You fail to see the point... Government regulated who could provide service in a given area in the past. Whichever company had the PRIVILEGE to provide service in that area had to provide EQUAL service to everyone for that privilege. Kind of a trade off for having a monopoly. Then came the not so brilliant idea of deregulation. Those rules were lifted, the large bell companies were broken up by force and the once great infrastructure has deteriorated. I still have the same service that was installed back in the 1960's. The old copper line cables that won't even support 24k from a 56k installed dial up modem. Verizon said back in 2002 that DSL was coming! Ten years later and nothing. I argued with them that they could install a repeater and catch everyone on our street as new customers, they refused. Their excuse now (2011) is they are going straight to FIOS in 2012! Well here we are at the end of 2012 and what have they done? Nothing. I dropped my land line this past summer and they practically begged me to keep it, offering to drop from $24 to $10 a month (core charge before taxes) just to keep the line going. I said, "no high speed internet, then 'no' to keeping the land line". So now Verizon maintains the right of way to a non customer. I am costing them money now. Sadly, I am sandwiched between Baltimore, MD and Washington DC. It's not like I'm in the middle of nowhere. They just don't want to spend the extra money it would cost to get several hundred more customers on their system when they could just stick to the cores of the cities for the easy money thanks to the government lifting their requirement of equal service to all in your service area. You will probably say that is an antiquated way of doing things. That's the way today's society thinks. So why doesn't the federal government drop the post office? The cost for delivering a letter to someone in the sticks has always been cost prohibitive, but everybody in the system shares the cost so everyone gets equal service. In the end, would I trade moving to the city just for High Speed Internet and give up living in the "Suburbs"? No way! That's my choice I have to live with.

Re: HomeFusion Data Caps
VigilantZ71
Newbie

A little different take on why I would like to evaluate the VzW Homefusion service.

We left the burbs 12 years ago in exchange for 30 acres of space in the sticks.  A conscious decision to forego many of the conveniences living in town provides… including decent internet service.

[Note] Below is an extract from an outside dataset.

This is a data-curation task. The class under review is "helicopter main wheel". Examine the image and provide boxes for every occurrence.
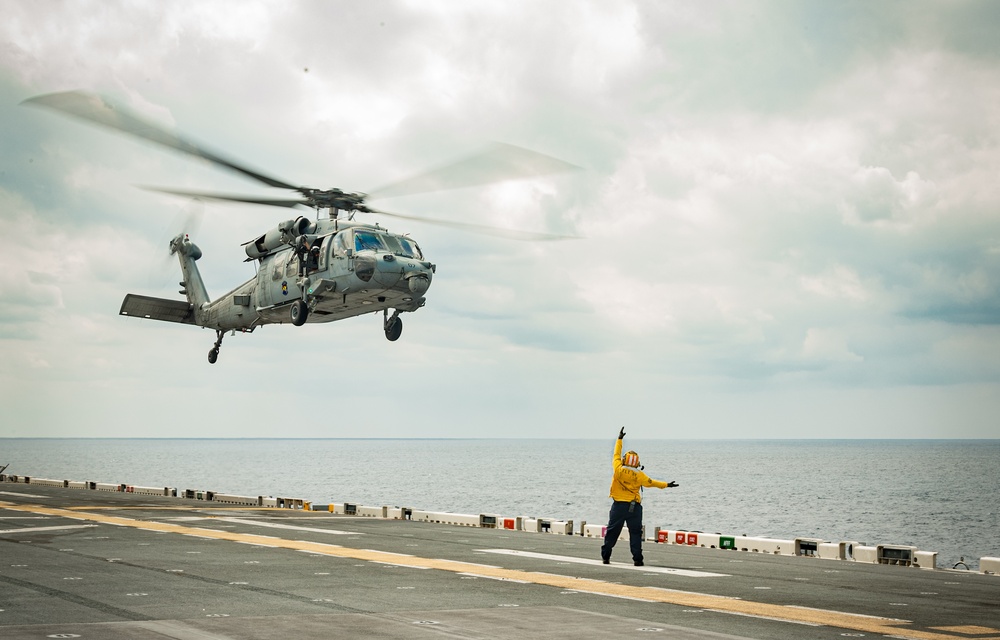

Once here we started with dial-up, then dual-channel ISDN, (128kbs whoa!), then finally proprietary wireless broadband was made available and we returned to the 20th century.  Life was good again until…. our wireless broadband provider was gobbled up, and then the next one was gobbled up, and again the next one was gobbled up…  (Dfwair.net -> Partnership Broadband -> Skybeam -> Rhino Communications).  With each ISP turnover our service suffered to the extent that I now have a provider that is charging me for 5mb down service I never see.  Over the last 6 months our service has suffered degradation to less than 1mb down on the average but my cost remains the same.  ($70/month) No amount of complaining or service calls changes it… clearly we are now on a tower that is way over subscribed and the provider has no intention of doing anything about it.  (Thanks Rhino).  There are (where) no other options (satellite is not an option in my mind due to latency).   Until now!

So here I sat reading your very interesting reviews, comments, and positions on the Verizon Home Fusion service.  I use a Verizon LTE 4260L mifi for work and it serves as a backup to my home internet when it goes down if it becomes so degraded to be unusable (too frequently unfortunately).  So I know I can catch an LTE cell from our home without the assistance of an antenna booster so connectivity to the Home Fusion service might be ideal for our needs were it not for the data caps.

I need to evaluate our actual monthly usage habits more closely and decide if it is viable or not.